Modelling size distributions of marine plastics under the influence of continuous cascading fragmentation

Abstract

Field studies in the global ocean have shown that plastic fragments make up the majority of plastic pollution in terms of abundance. It is not well understood how quickly plastics in the marine environmental fragment, however. Here, we study the fragmentation process in the oceanic environment by considering a model which captures continuous fragmentation of particles over time in a cascading fashion. With this cascading fragmentation model we simulate particle size distributions (PSDs), specifying the abundance or mass of particles for different size classes. The fragmentation model is coupled to an environmental box model, simulating the distributions of plastic particles in the ocean, coastal waters, and on the beach.

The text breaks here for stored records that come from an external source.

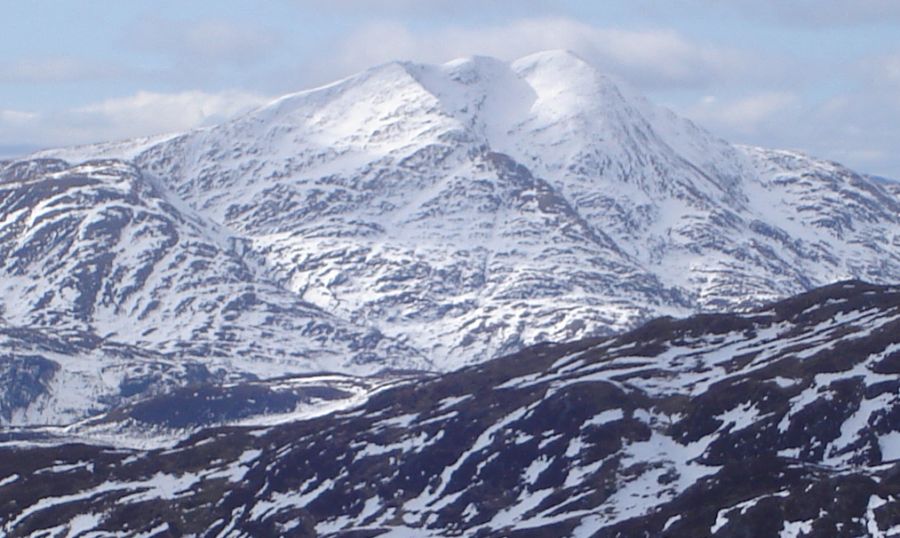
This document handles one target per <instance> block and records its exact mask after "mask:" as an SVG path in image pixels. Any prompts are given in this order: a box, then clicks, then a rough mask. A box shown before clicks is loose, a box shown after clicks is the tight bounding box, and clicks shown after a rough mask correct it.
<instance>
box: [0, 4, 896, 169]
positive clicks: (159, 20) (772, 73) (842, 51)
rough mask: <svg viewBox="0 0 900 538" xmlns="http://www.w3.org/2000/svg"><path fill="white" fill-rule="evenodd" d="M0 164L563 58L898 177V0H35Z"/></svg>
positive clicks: (736, 140)
mask: <svg viewBox="0 0 900 538" xmlns="http://www.w3.org/2000/svg"><path fill="white" fill-rule="evenodd" d="M0 47H2V48H0V50H2V51H3V54H2V56H0V154H3V153H6V154H12V153H16V152H18V151H22V150H23V149H25V148H28V147H34V146H53V145H68V144H78V143H86V142H92V141H100V140H109V139H115V138H121V137H129V136H138V135H148V134H153V133H157V132H166V131H173V130H182V129H188V128H191V127H193V126H197V125H203V124H209V123H214V122H217V121H221V120H222V119H224V118H226V117H228V116H230V115H233V114H235V113H238V112H240V111H243V110H246V109H247V108H249V107H253V106H256V105H259V104H262V103H264V102H266V101H267V100H269V99H271V98H273V97H276V96H278V95H280V94H283V93H288V92H291V91H296V90H299V89H303V88H306V87H310V86H314V85H318V84H322V83H326V82H328V81H330V80H333V79H336V78H340V77H343V76H346V75H349V74H351V73H353V72H356V71H358V70H361V69H364V68H366V67H369V66H371V65H374V64H378V63H382V62H386V61H390V60H394V59H410V60H417V61H425V62H442V61H447V60H450V59H452V58H456V57H460V56H467V55H471V54H486V55H492V56H497V57H500V58H504V59H514V58H516V57H519V56H522V55H524V54H528V53H530V52H534V51H537V50H542V49H549V48H568V49H572V50H574V51H576V52H578V53H579V54H581V55H582V56H583V57H585V58H586V59H588V60H590V61H592V62H593V63H595V64H596V65H598V66H599V67H601V68H602V69H604V70H606V71H608V72H610V73H613V74H615V75H618V76H619V77H621V78H623V79H625V80H626V81H628V82H629V83H631V84H632V85H633V86H636V87H637V88H638V89H640V90H642V91H643V92H644V93H646V94H647V95H648V96H649V97H650V98H651V99H653V100H654V101H656V102H658V103H661V104H664V105H667V106H669V107H671V108H673V109H675V110H676V111H677V112H679V113H680V114H682V115H685V116H687V117H690V118H691V119H694V120H695V121H697V122H698V123H700V124H702V125H704V126H706V127H707V128H708V129H710V130H712V131H713V132H715V133H716V134H719V135H720V136H723V137H724V138H726V139H728V140H731V141H733V142H740V143H750V144H758V145H765V146H772V147H785V148H792V149H800V150H803V151H806V152H809V153H811V154H814V155H817V156H820V157H824V158H829V159H833V160H838V161H841V162H844V163H846V164H848V165H850V166H852V167H854V168H856V169H858V170H861V171H865V172H870V173H876V174H882V175H887V176H892V177H898V178H900V151H898V148H900V1H896V0H856V1H851V0H794V1H790V0H780V1H779V0H755V1H750V0H730V1H727V2H723V1H717V0H665V1H662V0H628V1H619V0H608V1H601V0H593V1H588V0H556V1H545V0H516V1H502V2H501V1H496V0H477V1H476V0H452V1H451V0H430V1H429V0H368V1H361V0H328V1H324V0H320V1H313V0H252V1H251V0H217V1H208V0H194V1H192V2H184V1H180V2H175V1H166V0H161V1H159V0H157V1H145V0H129V1H128V2H122V1H111V0H92V1H90V2H84V1H78V0H29V1H28V2H10V3H8V4H7V5H6V6H4V17H3V19H2V20H0Z"/></svg>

We demonstrate the capabilities of the model by calibrating it to estimated plastic transport in the Mediterranean Sea, and compare the modelled PSDs to available observations in this region. Results are used to illustrate the effect of size-selective processes such as vertical mixing in the water column and resuspension of particles from the beach into coastal waters. The model quantifies the role of fragmentation on the marine plastic mass budget: while fragmentation is a major source of secondary plastic particles in terms of abundance, it seems to have a minor effect on the total mass of particles larger than 0.1 mm. Future comparison to observed PSD data allow us to understand size-selective plastic transport in the environment, and potentially inform us on plastic longevity.